Study author Naveed Sattar (University of Glasgow, UK) and colleagues note that prediction of microvascular events is not currently recommended in guidelines, but say that this “is largely due to a lack of evidence at present regarding evidence-based therapies to prevent onset of microvascular events.”
They say: “Our results are thus important, since prediction of microvascular events, in particular nephropathy, would be useful for future trials of new agents designed to prevent or slow progression of nephropathy, an area of intense interest and activity.”
The team’s findings are based on data from 439 diabetes patients who had microvascular events (283 nephropathy, 183 retinopathy) during a median 5 years of follow-up in a clinical trial.
Patients with microvascular complications had significantly higher baseline levels of high-sensitivity troponin T (hsTnT) compared with 2946 patients who remained free of complications, at 8 versus 5 ng/L. They also had significantly higher N-terminal pro–B-type natriuretic peptide (NT-proBNP) levels, at 119 versus 78 pg/mL.

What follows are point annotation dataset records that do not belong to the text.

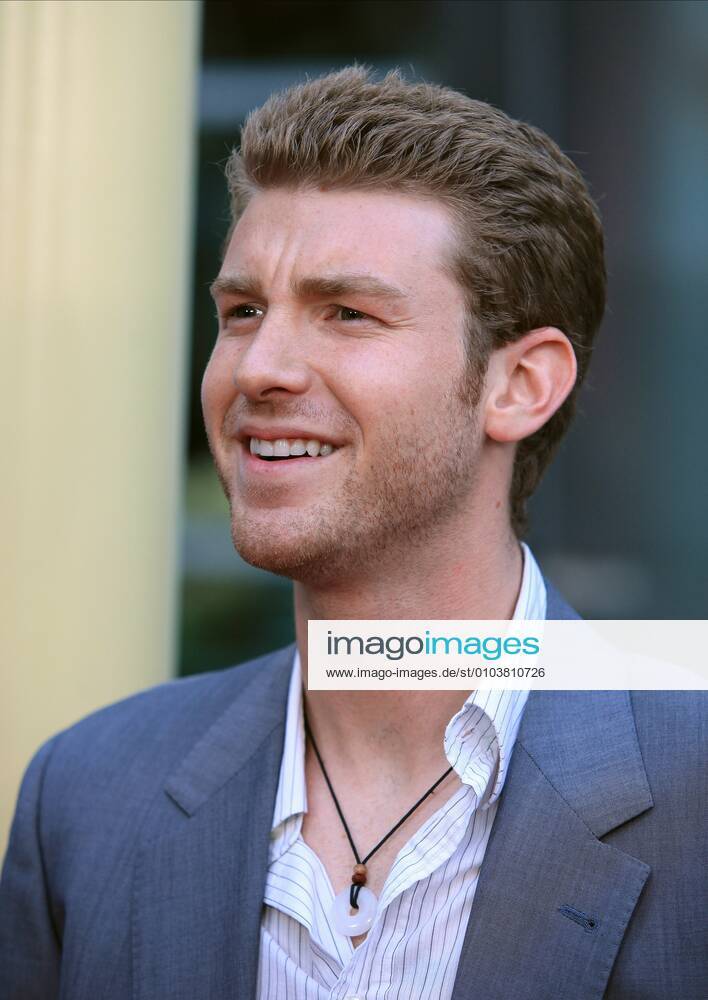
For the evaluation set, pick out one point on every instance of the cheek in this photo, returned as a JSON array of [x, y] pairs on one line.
[[217, 385]]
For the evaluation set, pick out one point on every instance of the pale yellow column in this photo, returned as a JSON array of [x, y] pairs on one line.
[[96, 153]]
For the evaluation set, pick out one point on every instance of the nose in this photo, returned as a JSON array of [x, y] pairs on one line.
[[274, 361]]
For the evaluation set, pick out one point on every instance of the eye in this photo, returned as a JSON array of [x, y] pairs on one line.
[[244, 311], [349, 315]]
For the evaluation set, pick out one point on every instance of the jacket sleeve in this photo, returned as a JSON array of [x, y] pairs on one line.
[[29, 944]]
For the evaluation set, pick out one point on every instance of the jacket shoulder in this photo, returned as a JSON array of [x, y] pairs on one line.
[[120, 756]]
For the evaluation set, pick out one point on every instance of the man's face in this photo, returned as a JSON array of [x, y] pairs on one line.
[[339, 324]]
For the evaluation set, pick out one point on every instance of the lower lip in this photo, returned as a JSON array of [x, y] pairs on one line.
[[253, 465]]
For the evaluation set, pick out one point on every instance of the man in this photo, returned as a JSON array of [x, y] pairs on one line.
[[407, 305]]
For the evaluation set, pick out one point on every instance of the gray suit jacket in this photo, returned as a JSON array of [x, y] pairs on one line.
[[139, 849]]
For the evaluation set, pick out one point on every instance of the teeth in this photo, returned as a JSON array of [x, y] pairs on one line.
[[283, 447]]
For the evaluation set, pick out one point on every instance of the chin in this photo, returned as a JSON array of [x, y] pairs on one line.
[[283, 549]]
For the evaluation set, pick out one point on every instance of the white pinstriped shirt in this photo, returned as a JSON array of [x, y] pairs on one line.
[[413, 948]]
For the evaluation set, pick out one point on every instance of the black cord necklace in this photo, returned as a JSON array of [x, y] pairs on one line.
[[346, 915]]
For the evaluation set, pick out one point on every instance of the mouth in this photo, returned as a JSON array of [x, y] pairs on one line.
[[285, 449]]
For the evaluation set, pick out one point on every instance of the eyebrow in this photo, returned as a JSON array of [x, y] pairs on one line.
[[312, 287]]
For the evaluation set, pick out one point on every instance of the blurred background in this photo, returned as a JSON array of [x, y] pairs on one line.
[[116, 121]]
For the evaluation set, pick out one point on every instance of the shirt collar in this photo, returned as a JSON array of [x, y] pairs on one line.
[[478, 739]]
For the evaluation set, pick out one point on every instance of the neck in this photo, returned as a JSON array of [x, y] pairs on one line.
[[454, 576]]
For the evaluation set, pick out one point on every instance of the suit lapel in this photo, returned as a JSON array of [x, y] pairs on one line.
[[200, 873], [553, 902]]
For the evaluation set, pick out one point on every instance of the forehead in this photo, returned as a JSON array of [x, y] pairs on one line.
[[285, 233]]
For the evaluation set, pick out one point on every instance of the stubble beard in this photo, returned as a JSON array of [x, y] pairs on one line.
[[414, 487]]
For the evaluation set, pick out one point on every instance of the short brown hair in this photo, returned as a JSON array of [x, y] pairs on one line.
[[530, 245]]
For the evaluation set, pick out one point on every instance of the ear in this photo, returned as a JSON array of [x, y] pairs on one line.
[[526, 382]]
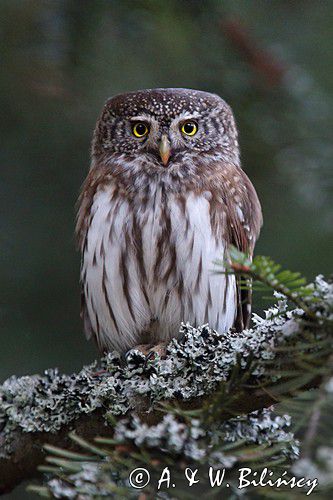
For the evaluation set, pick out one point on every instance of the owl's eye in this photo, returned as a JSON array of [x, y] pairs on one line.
[[189, 128], [140, 129]]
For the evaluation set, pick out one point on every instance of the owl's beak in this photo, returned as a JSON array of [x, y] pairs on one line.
[[165, 149]]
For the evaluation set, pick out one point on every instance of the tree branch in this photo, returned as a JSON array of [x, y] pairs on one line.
[[221, 375]]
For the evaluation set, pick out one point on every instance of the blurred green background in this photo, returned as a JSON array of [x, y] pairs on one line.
[[60, 60]]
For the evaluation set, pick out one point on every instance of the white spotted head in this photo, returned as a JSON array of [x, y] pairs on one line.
[[163, 124]]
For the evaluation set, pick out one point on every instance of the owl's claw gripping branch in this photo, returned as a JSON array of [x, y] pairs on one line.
[[151, 350], [40, 409]]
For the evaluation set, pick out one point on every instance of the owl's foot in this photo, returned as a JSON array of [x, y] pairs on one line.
[[151, 350]]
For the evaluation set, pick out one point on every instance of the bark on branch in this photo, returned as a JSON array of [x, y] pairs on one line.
[[35, 410]]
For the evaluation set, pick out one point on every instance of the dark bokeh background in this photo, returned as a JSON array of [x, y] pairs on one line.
[[60, 60]]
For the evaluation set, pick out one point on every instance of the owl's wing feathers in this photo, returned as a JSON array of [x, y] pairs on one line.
[[245, 221], [95, 178]]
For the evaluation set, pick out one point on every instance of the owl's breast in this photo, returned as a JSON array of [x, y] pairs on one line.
[[155, 261]]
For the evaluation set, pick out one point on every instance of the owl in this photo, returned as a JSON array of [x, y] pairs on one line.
[[165, 198]]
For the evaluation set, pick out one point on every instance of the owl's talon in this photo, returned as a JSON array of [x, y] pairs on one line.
[[151, 350]]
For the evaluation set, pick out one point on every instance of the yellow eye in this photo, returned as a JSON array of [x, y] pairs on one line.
[[189, 128], [140, 129]]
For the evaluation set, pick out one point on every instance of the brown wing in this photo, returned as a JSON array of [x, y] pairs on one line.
[[245, 221], [95, 179]]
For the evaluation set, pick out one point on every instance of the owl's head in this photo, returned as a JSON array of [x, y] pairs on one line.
[[160, 125]]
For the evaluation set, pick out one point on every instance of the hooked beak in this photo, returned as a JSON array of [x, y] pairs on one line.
[[165, 149]]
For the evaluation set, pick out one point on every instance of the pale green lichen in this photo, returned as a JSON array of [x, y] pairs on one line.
[[194, 366]]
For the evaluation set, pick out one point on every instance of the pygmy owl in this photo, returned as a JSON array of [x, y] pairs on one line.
[[165, 198]]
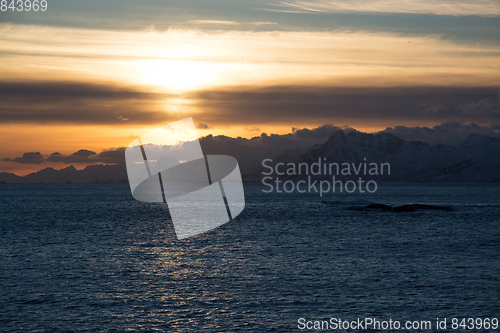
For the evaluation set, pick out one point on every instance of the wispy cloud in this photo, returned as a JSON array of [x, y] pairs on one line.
[[435, 7]]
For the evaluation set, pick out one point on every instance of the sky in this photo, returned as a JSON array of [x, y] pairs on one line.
[[90, 76]]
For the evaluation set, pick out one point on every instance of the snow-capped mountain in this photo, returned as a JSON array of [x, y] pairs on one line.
[[475, 159]]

Each standard deviation increase in hsTnT and NT-proBNP was associated with significant 67% and 63% respective increases in the risk of microvascular events. These were attenuated to 40% and 41% after accounting for confounders including vascular risk factors and history of cardiovascular disease, but remained significant.
The team found that a prediction model composed of routinely collected baseline clinical variables distinguished between patients with and without microvascular events moderately well, and was particularly accurate for predicting nephropathy events.
Adding the cardiac biomarkers to this model did not improve the C statistic, but did significantly improve the net reclassification index (NRI) in both continuous and categorical models, ie, a significantly larger proportion of patients was correctly classified.
“We suggest that subclinical cardiac disease might be an antecedent of peripheral microvascular disease”, the researchers write in Diabetes Care. They therefore suggest that combining cardiac biomarkers with clinical predictors may help to identify patients for intervention to reduce microvascular risk.
However, the effect of the biomarkers on the NRI was strongest for nephropathy, with little effect seen for retinopathy. The team also notes that there appeared to be different risk mechanisms involved in the two outcomes; the strongest risk factor for nephropathy was the albumin-to-creatinine ratio, whereas retinopathy was better predicted by diabetes duration and glycated haemoglobin level.
“As such, specific prediction of retinopathy (without retinal scanning data) remains challenging using conventional risk factors and cardiac biomarkers”, conclude the researchers.